The SPDR S&P 500 ETF Trust SPY has rallied 2.4% in the last two days after the Federal reserve said on Wednesday that it could begin tapering its $128 billion in monthly asset purchases “soon.”
The Fed’s commentary suggests the U.S. economy is now on strong enough footing to stand on its own. Yet the market may lose one of its biggest growth drivers, and the elevated inflation could even have investors talking about potential interest rate hikes sooner than previously expected.
Fed Feedback: Anu Gaggar, global investment strategist for Commonwealth Financial Network, said Thursday the Fed’s willingness to taper is a good sign for the economy.
Related Link: Fed Maintains Interest Rates, Suggests Tapering Of $120B In Monthly Asset Purchases Could Happen 'Soon'
“A hawkish Fed was surprisingly welcomed by equity markets as it was seen as a confirmation of continued strength and “substantial progress” made by the economy in recovering from the COVID shock. While we are far from the end of QE and near-zero rates, the tide seems to be beginning to change,” Gaggar said.

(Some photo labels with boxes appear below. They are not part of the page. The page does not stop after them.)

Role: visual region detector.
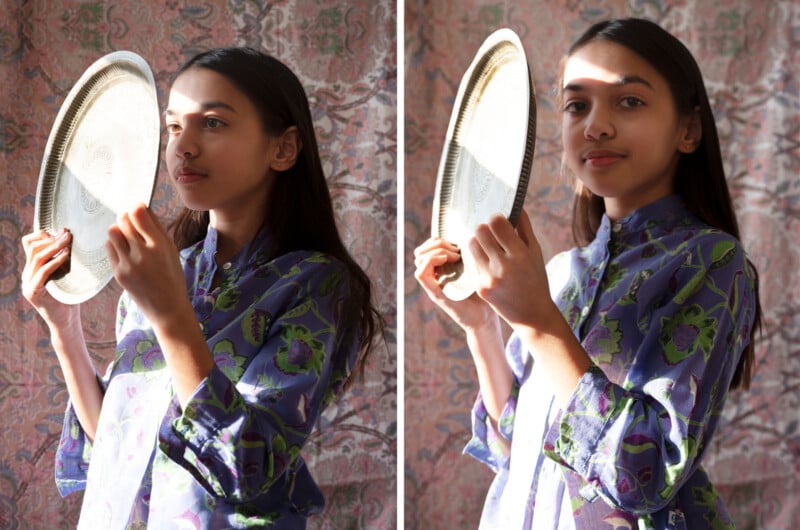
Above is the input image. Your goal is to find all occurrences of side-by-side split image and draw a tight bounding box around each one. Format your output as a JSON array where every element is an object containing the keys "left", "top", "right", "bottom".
[{"left": 0, "top": 0, "right": 800, "bottom": 530}]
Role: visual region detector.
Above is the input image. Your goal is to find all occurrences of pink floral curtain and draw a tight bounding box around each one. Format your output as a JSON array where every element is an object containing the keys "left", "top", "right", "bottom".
[
  {"left": 404, "top": 0, "right": 800, "bottom": 530},
  {"left": 0, "top": 0, "right": 397, "bottom": 528}
]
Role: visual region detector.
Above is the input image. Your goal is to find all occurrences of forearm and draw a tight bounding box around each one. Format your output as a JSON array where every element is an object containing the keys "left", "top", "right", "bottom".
[
  {"left": 466, "top": 319, "right": 514, "bottom": 427},
  {"left": 153, "top": 300, "right": 214, "bottom": 409},
  {"left": 512, "top": 305, "right": 592, "bottom": 408},
  {"left": 50, "top": 316, "right": 103, "bottom": 440}
]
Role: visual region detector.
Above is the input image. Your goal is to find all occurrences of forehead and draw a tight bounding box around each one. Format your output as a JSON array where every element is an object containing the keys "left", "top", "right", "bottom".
[
  {"left": 562, "top": 39, "right": 666, "bottom": 88},
  {"left": 167, "top": 67, "right": 250, "bottom": 112}
]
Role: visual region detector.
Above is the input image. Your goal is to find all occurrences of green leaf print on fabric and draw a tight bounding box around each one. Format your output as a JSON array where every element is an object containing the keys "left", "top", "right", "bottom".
[
  {"left": 233, "top": 506, "right": 281, "bottom": 528},
  {"left": 619, "top": 269, "right": 653, "bottom": 305},
  {"left": 214, "top": 287, "right": 241, "bottom": 311},
  {"left": 276, "top": 325, "right": 325, "bottom": 375},
  {"left": 710, "top": 241, "right": 736, "bottom": 269},
  {"left": 319, "top": 272, "right": 342, "bottom": 296},
  {"left": 603, "top": 262, "right": 628, "bottom": 289},
  {"left": 131, "top": 339, "right": 167, "bottom": 373},
  {"left": 659, "top": 304, "right": 717, "bottom": 365},
  {"left": 242, "top": 308, "right": 272, "bottom": 346},
  {"left": 583, "top": 315, "right": 622, "bottom": 364},
  {"left": 211, "top": 339, "right": 247, "bottom": 383}
]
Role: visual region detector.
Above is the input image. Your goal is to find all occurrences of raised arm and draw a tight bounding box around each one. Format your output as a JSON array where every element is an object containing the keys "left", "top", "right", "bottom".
[{"left": 22, "top": 230, "right": 103, "bottom": 439}]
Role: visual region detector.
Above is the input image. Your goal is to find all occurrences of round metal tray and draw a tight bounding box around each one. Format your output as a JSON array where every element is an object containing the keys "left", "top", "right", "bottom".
[
  {"left": 34, "top": 51, "right": 161, "bottom": 304},
  {"left": 431, "top": 28, "right": 536, "bottom": 300}
]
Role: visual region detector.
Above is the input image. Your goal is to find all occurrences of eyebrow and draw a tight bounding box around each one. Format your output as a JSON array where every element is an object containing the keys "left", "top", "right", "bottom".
[
  {"left": 564, "top": 75, "right": 653, "bottom": 92},
  {"left": 164, "top": 101, "right": 236, "bottom": 116}
]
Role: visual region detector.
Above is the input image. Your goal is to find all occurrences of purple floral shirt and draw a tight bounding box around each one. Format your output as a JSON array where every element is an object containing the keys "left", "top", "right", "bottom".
[
  {"left": 56, "top": 228, "right": 357, "bottom": 529},
  {"left": 465, "top": 196, "right": 755, "bottom": 530}
]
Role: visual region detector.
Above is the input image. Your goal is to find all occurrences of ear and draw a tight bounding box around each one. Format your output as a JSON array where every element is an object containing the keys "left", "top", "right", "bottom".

DataTrek Research co-founder Nicholas Colas said investors don’t need to worry about interest rate hikes killing the bull market anytime soon.
“The U.S. economy continues to improve, and the Fed will likely raise rates next year. History shows that the first rate hike rarely kills equity market rallies, so on its own this is not worrisome,” Colas said.
Expect More Volatility: Tom Essaye, founder of Sevens Report Research, said investors should expect the stock market to remain volatile for now given the number of additional catalysts ahead in the near future.
“Bottom line, equity market volatility has reared its head this week and while no clear bias or momentum direction has emerged in the market since Monday’s close, whichever way the market breaks it is likely to generate some momentum, so keeping an eye on the aforementioned support and resistance levels should be helpful as we navigate our way through this all-important Fed week,” Essaye said.
Brad McMillan, chief investment officer for Commonwealth Financial Network, said the debt ceiling debate in Washington could be the next potential market-moving catalyst.
“But as with the economy, once a deal is finally reached, that damage will pass fairly quickly. Again, this is what has happened in past confrontations, with short-term volatility fading once a deal has been reached,” McMillan said.
Benzinga’s Take: Tapering, political drama and even potential rate hikes could certainly create temporary selling pressure in the stock market. But investors can’t overlook the trillions of dollars of stimulus that has been pumped into the U.S. economy in the last two years and the massive impact that stimulus will continue to have on U.S. corporate earnings for years to come.